# A New Egg and an Old Baby



## docbjb (Apr 14, 2007)

Hi again everyone,

Well, poor Tiny's sibling is continuing to grow and do well...s/he is now three weeks old and I'm amazed at how fast they grow! When should he start trying to fly/leaving the nest?

Meanwhile, today when I checked on the baby, Mom was sitting almost on top of him. She's never done this (since he was a nestling, anyway). I looked closer and...yep...a new egg, kind of wedged in the corner so both the big baby and mom are sitting on it. The "nest" is a mess...it's mostly poop and pine needles on concrete...not very attractive and certainly not very comfortable. I got a pigeon box but Mom seems to prefer the concrete-and-poop nest.

Do pigeons usually use the same nest while the older baby is still in it to incubate their new eggs? Is there any way to move mom to the pigeon box? 

I have to say, I think mom is a bit of a party girl. She's a bad housekeeper, she was flirting with a stranger male pigeon, and now she's forcing her older baby to share "setting" duties!

Bonney


----------



## Matt D. (May 12, 2007)

well you cant move them that would put both the egg and the baby at risk. What I would do is take the egg out and do the same with the next. when the baby is ready to be taken away from thier parents then you need to remove the nest until she will move to the nest box (it is better for the parents and the babies.) If it comes to it you can lock her in the nest box and wait for her to make a nest there and then let her free fly the loft. any more questions?


----------



## flitsnowzoom (Mar 20, 2007)

*So pleased that family is still okay*

I'm so glad to hear that Tiny's big brother/sister is still well and growing. I think they still stay another week or two before they start getting too adventurous. 

Sounds like Mom has got a built-in baby (or at least egg) sitter!  
Pictures, please  

I'm sure you'll be getting some real advice soon on the pidgie lifestyles.


----------



## Skyeking (Jan 17, 2003)

*Hi Bonney

Thank you for your continuing interest and concern over the youngster and mom. They are quite lucky to have you watch out over them.

Has the youngster shown any interest in his surroundings, has he been pecking at seed? He should be leaving the nest within a few weeks.*


Do pigeons usually use the same nest while the older baby is still in it to incubate their new eggs?

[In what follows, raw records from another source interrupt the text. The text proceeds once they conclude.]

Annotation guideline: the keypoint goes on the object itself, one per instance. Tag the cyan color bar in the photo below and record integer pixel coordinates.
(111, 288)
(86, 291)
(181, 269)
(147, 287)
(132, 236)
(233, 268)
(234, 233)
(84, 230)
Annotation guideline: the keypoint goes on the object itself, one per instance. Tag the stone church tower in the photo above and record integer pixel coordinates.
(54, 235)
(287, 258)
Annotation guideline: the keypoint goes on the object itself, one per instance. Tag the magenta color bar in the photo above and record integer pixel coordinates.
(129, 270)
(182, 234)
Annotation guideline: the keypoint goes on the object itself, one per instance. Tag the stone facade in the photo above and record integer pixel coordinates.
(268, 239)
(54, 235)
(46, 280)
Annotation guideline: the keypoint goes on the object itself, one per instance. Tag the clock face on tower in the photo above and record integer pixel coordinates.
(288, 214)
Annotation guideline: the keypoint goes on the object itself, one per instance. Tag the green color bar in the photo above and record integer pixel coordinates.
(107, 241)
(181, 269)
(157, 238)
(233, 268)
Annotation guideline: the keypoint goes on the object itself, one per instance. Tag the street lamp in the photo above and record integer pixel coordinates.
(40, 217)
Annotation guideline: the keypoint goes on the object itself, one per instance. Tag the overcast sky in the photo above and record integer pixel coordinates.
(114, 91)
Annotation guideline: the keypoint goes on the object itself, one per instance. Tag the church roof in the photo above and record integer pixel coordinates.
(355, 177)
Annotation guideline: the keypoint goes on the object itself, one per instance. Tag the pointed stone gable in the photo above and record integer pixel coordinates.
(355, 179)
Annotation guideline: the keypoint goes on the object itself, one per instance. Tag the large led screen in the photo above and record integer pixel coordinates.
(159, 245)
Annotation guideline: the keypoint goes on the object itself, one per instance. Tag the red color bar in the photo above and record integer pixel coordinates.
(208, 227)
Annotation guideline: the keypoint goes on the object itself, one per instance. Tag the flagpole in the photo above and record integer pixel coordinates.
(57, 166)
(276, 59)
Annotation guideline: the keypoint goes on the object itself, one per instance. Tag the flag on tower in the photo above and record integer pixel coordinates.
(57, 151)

Is there any way to move mom to the pigeon box? 

*Usually they will find another area to have a nest, but they make due with what they have if they can't find another nest. She will probably abandon the egg if the immediate surroundings of the egg has changed. I would still leave the box around, in case she does decide to take up residency there in the future.

I am wondering if mom is doing well, she may not be feeling well, or feeling secure where she is. If I were you I would replace the egg with a dummy egg, and also the next egg. She needs a break from baby duties and her other little one will soon be leaving the nest.*


----------



## docbjb (Apr 14, 2007)

I removed the new egg, boiled and replaced it  Candled it first, and it was freshly laid...no evidence of embryo so I didn't feel terrible but it is still a little sad. Anyway, Big Baby was out of the nest today and on the balcony next door with Mom for a short time so he seems fine and on his way to flying!


----------